Burkhalter Didier · Bundesrat · 2011-09-13
Burkhalter Didier · Bundesrat · Neuenburg · 2011-09-13
Wortprotokoll
On peut dire que tout le monde a pour objectif que les jeunes trouvent un emploi après avoir fait des études: on est tous d'accord avec cela. La question est de savoir si vous devez mettre ce critère d'"employabilité" dans les critères d'accréditation des hautes écoles. Nous ne sommes pas de cet avis pour plusieurs raisons.
D'abord, la situation actuelle montre clairement qu'en Suisse, cela se passe très bien. En ce qui concerne le fait de trouver un emploi après les études, tous les chiffres montrent que cela se passe vraiment bien en Suisse. Donc, quelque part, le système suisse, avec l'autonomie des hautes écoles, fonctionne suffisamment bien pour qu'on ne remette pas en cause ce point-là en particulier, pour qu'on ne remette pas en cause des résultats qui sont bons. Donc, il n'y a pas en soi de raisons de changer.
Ensuite, l'"employabilité", le fait de trouver un emploi dépend évidemment de toute une série de critères et certainement pas uniquement de l'université en elle-même. Il y a toute une série d'autres critères: le lieu, la conjoncture, le niveau des salaires, la demande de personnel qualifié, bref, beaucoup d'autres choses que le fait de sortir d'une université.

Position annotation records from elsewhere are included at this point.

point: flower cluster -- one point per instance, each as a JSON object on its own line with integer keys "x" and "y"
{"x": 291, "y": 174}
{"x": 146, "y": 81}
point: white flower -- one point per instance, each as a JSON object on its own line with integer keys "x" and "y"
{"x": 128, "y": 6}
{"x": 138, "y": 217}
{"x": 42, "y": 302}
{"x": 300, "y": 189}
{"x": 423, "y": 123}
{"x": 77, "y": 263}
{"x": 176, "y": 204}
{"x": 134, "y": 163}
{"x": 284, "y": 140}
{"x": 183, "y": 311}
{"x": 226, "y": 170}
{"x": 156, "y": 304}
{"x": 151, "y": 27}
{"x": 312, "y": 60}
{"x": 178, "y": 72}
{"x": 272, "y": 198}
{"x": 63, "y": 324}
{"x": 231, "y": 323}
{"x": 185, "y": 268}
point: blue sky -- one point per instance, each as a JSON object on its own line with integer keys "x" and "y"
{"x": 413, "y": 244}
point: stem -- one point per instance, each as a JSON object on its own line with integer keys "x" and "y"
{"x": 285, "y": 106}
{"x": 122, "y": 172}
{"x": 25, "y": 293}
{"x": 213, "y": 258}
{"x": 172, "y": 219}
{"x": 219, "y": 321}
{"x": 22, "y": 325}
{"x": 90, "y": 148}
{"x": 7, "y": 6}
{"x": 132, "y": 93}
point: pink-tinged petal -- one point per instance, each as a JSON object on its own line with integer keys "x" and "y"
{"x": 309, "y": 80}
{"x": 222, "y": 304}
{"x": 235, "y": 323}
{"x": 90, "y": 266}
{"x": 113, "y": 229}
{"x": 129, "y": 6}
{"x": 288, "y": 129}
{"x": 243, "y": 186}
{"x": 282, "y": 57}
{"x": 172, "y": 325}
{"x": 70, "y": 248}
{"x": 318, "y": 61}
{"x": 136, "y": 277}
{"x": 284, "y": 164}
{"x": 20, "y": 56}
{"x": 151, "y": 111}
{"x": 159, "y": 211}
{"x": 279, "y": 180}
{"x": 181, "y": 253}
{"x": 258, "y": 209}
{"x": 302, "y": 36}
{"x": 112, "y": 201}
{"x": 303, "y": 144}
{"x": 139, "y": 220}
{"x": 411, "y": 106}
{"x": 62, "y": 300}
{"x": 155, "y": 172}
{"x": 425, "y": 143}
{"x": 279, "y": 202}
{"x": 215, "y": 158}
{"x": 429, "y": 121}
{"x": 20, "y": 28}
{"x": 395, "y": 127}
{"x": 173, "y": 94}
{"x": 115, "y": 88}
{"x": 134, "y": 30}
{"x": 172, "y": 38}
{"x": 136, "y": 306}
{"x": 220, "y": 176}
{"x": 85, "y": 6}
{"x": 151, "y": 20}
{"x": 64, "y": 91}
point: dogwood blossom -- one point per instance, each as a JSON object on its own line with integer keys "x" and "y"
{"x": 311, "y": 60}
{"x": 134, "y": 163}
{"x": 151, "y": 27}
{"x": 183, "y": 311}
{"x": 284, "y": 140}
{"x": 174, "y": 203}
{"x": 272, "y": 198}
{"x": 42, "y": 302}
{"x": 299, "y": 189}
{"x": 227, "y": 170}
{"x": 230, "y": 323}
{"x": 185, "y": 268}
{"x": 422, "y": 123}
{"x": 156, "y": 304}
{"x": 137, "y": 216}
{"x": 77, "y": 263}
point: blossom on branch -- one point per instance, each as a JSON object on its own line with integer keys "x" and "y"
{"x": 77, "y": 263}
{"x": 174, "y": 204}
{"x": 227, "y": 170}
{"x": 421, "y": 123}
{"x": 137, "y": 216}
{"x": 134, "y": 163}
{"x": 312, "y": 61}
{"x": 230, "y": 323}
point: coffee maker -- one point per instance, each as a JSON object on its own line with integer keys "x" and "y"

Mais il y a plus important à notre sens. Le débat sur l'"employabilité" est un débat fondamental qui a un peu enflammé le Conseil national. Pourquoi? Parce qu'on a un peu tendance à imaginer actuellement qu'on académise, qu'on fait une "Verakademisierung der Gesellschaft" alors qu'en fait - mais c'est un mot à la mode - il y a peut-être plutôt le danger inverse: il y a plutôt le danger d'aller vers une "Entakademisierung". Je m'explique: ce qu'on essaie de faire, c'est de créer des conditions dans lesquelles les jeunes obtiennent vraiment une capacité d'apprécier l'univers, c'est-à-dire la capacité de voir le tout et de s'adapter. Comme l'a dit le président de la commission, il y a beaucoup de personnes qui font des études dans une direction et qui, après, choisissent une autre voie. Donc, il faut plutôt prévoir la possibilité de s'adapter, et cela on le fait au mieux avec quelque chose qui n'est pas lié à l'immédiat et qui n'est surtout pas lié à des canalisations et encore moins à des planifications.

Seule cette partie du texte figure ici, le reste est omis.